Q2. What is the splice kalman filtering algorithm?
The splice Kalman filtering algorithm is based on the ordinaryKalman filtering algorithm, which is a technique for online linearization that is used to linearize the estimated parameters forperforming the iterate calculation treatment, thereby achieving the accurate energy state estimation of the lithium ion battery packs.
Q3. What is the process of the hybrid pulse power characterization test?
In the hybrid pulse power characterization test process, the battery pack is charged with 1C charging current rate firstly, and then the cyclic hybrid pulse powered characterization tests can be performed on it.
Q4. What is the way to estimate the charged state?
When the large changes occur, the traditional open circuit voltage and Ampere-hour integral methods cannot be used for estimating the charged state value online because of its low accuracy disadvantages, so the improved state estimation methods are urgently needed to improve its prediction effect.
Q5. What is the purpose of the hybrid pulse power characterization test?
Taking the 7ICP series lithium cobalt oxide battery pack as the experimental object, the hybrid pulse power characterization test is performed to obtain its dynamic characteristics and then the battery model parameters are calculated.
Q6. Why is the symmetric sampling strategy selected for the unscented transformation process?
The symmetric sampling strategy is selected for the unscented transformation process mainly because of its advantages in adaptive calculation without tedious calculation.
Q7. What is the reason why the precious factor initialization should be conducted?
As the estimation results are always influenced by the initial value of the parameters, the mean and variance values should be initialized accordingly and this is also the reason why the precious factor initialization should be conducted as the origin charged state through the foundation of the model factors.
Q8. What is the effect of the splice Kalman filtering algorithm on the battery?
Based on the composite equivalent modeling and its correction treatment, the splice Kalman filtering algorithm is realized to estimate the charged state value by using the open circuit voltage characteristic towards different charged state levels combined with the Ampere-hour integration methods, and its prediction accuracy is improved dramatically on the lithium ion battery packs according to the iterate calculation process that represents the mathematical description of the inner electrical variations.

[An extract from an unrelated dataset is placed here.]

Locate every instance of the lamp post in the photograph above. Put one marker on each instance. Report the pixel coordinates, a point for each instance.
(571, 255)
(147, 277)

Q9. What is the optimum charge state estimation algorithm for lithium ion batteries?
The charged state estimation is investigated for the lithium ion batteries based on a novel reduced-order electrochemical model, which could have a major impact on the energy storage systems worldwide and an advanced machine learning algorithm is conducted for the power batteries of diversified drive cycles.
Q10. What is the b factor used to weaken the weight of noise data onto the filtering?
b is a forgetting factor that is used to weaken the weight of noise data onto the filtering window, which is conducted with a long-term time period of several hours or more.
Q11. Why does the algorithm ignore the higher order terms after the Taylor expansion treatment?
Because this algorithm ignores the higher order terms other than the second-order after the Taylor expansion treatment, its estimation error mainly depends on the correcting calculation process.
Q12. What is the effect of the splice Kalman filtering algorithm on the battery pack?
The analysis charts show that the proposed splice Kalman filtering algorithm applied to the voltage traction follows the voltage of the terminal voltage variation on the lithium ion battery packs with high precision under current varying conditions, and the coincidence degree with the terminal voltage curve in the actual state is higher than the traditional extended Kalman filtering and unscented Kalman filter methods, indicating that it is suitable to be applied to the charged state prediction of the battery pack based on the natural patterns of high adaptation.
Q13. What is the effect of the neural network model on the estimation error?
the estimation error will be large if the data is insufficient which should be escaped due to its dependence on the experimental data.
Q14. What is the voltage between the two electrodes of the lithium ion batteries?
L o pp p p pU E IR U The authorU R C dU dt (1)Wherein, UL(k) is the voltage value between the two electrodes of the lithium ion batteries.
Q15. What is the ohmic internal resistance of the hybrid pulse power characterization test process?
As can be known from Table 1, the ohmic internal resistance of the whole hybrid pulse power characterization test process remains almost unchanged when the charged state is greater than 0.3, and the external polarization internal resistance remains substantially unchanged.